I wouldn’t connect the p. control wire and power antenna wires together, they both do essentially the same thing, but the power antenna wire sends out 12v when the radio section of the head unit is active, this is not for turning on an amplifier and should not be connected to that, just bad practice to do that. All this does is feed remote turn on power to the antenna wire when not in radio mode, does nothing for functionality of anything and should not be done.

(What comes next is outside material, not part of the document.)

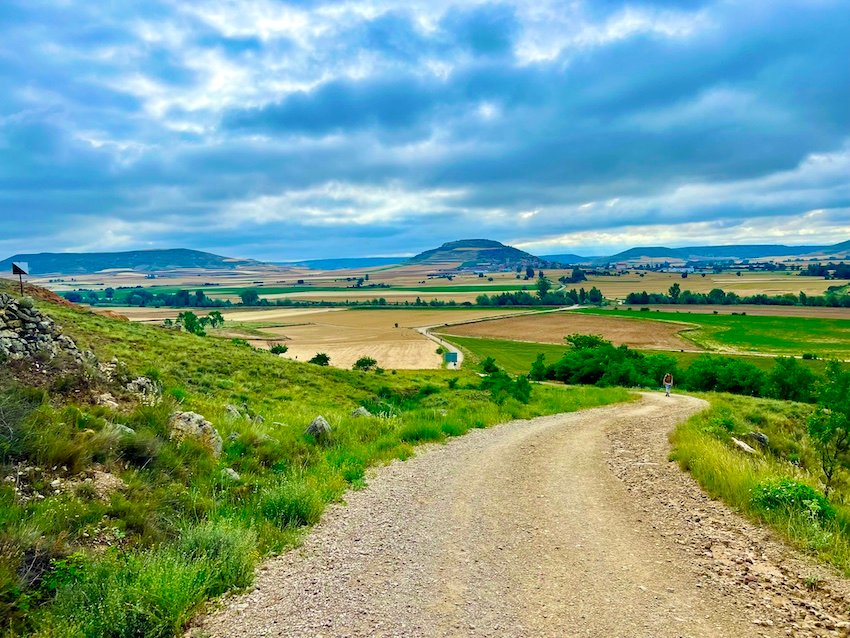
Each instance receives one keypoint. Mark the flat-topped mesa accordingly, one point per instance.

You originally seemed to think it did not have a factory amp. Now it seems confirmed that it does have one. This is where it’s a good idea to find wiring info for your amplified factory setup to understand what’s going on better. Connecting remote wire to antenna wire to cars blue wire feels like haphazardly guessing. Messing with 12v signals, such as the remote wire and power antenna wire can fry things if connected wrong. You may need to use the antenna power wire, but not just twisting it together with the remote wire and such, that's never going to make it work.

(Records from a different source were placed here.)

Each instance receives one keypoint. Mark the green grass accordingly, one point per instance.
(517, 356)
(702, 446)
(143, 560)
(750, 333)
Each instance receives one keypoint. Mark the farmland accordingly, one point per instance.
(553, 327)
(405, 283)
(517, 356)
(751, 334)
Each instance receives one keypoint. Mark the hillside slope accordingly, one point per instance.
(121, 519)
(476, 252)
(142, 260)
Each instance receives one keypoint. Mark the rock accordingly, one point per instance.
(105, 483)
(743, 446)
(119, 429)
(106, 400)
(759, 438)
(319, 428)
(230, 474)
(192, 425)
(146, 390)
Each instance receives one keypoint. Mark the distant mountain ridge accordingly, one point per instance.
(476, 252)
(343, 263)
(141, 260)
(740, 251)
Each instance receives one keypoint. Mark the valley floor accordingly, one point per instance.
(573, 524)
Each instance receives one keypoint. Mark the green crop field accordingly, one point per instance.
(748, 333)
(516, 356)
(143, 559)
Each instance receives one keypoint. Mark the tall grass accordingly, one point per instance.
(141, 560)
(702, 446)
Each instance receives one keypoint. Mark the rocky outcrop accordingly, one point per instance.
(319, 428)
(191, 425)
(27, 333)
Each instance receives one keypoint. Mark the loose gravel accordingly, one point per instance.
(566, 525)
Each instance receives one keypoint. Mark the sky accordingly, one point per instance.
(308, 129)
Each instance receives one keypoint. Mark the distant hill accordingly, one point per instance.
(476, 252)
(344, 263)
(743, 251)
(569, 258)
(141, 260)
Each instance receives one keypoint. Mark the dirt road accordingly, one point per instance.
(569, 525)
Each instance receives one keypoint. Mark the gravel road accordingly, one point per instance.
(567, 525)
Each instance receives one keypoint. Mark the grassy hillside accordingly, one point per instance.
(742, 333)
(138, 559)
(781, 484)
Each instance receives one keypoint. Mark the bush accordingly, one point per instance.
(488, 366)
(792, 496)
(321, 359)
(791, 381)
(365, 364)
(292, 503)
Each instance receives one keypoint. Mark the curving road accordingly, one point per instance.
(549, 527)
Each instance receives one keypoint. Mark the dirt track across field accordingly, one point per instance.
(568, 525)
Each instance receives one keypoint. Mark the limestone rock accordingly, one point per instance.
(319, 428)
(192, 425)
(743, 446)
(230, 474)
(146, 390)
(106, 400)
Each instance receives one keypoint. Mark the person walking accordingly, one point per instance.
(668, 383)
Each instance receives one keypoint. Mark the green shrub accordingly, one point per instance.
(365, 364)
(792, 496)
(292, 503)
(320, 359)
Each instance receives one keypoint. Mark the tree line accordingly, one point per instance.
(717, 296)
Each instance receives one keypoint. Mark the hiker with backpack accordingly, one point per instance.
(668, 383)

Looked like there were a couple or few stereo options for the 2003 4runner, so you really need to figure out which system you have and then source the wiring diagram / connector pinout to help remove guessing. You know you likely have a factory amp in there now, so try to research what it is and see if you can find wiring information. Maybe even find a 4Runner forum to sign up to and ask them how to figure out what OEM stereo system you have. Example: I got a free Bose OEM amplifier out of some Chevy, with a cut harness plugged into it, no idea what vehicle it came out of, I looked up the number sticker on it, found wiring info, and connected it to my power supply / speakers / line inputs to see if it worked, and bench tested it, works fine (was pondering using it for a portable Bluetooth speaker build, but found it is not powerful enough). Has a ton of wires dangling out of it so is super confusing if you don’t have the wiring info. My point is, find out which amp you have and or OEM system package, and try to find some real wiring info. The OEM amplifier makes things more difficult.

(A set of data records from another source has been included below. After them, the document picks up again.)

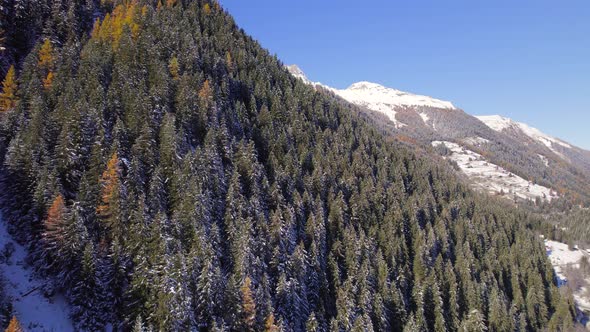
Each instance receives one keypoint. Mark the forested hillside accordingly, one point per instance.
(167, 172)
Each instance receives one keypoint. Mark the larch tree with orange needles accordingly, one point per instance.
(8, 98)
(108, 208)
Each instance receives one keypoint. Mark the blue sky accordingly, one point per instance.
(528, 60)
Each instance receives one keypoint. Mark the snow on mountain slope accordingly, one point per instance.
(297, 72)
(562, 258)
(377, 97)
(35, 311)
(492, 178)
(500, 123)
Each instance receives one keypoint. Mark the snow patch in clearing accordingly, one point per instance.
(492, 178)
(424, 117)
(561, 257)
(544, 159)
(475, 140)
(500, 123)
(34, 311)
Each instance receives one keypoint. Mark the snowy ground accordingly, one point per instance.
(493, 178)
(33, 310)
(561, 257)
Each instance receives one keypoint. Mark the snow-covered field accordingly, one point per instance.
(499, 123)
(34, 311)
(561, 257)
(493, 178)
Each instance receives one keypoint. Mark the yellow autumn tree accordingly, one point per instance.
(269, 324)
(14, 325)
(48, 81)
(2, 40)
(8, 98)
(228, 59)
(206, 94)
(109, 199)
(113, 25)
(248, 305)
(46, 55)
(53, 234)
(174, 68)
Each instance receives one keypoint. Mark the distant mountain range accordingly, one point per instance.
(496, 154)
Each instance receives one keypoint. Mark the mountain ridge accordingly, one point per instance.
(516, 148)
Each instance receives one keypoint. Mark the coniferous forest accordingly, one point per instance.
(167, 173)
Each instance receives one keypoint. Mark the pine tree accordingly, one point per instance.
(109, 207)
(248, 305)
(8, 99)
(14, 325)
(48, 81)
(46, 56)
(174, 68)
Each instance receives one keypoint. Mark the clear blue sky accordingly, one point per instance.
(528, 59)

Lastly, look at how your Sjoybring stereo is wired, find it’s manual, look at the harness pinout and how it plugs into your OEM stereo harness wiring; where exactly the remote turn on wires were powering, confirm where it’s speaker outputs were going, power antenna if used... etc., its 100% functioning, so you can mimic its wiring to the Kenwood harness. If the Sjoybring is indeed working fine, something is wrong with the Kenwoods wiring still or it's been damaged from mis-wiring.
Hope you get it figured out at some point.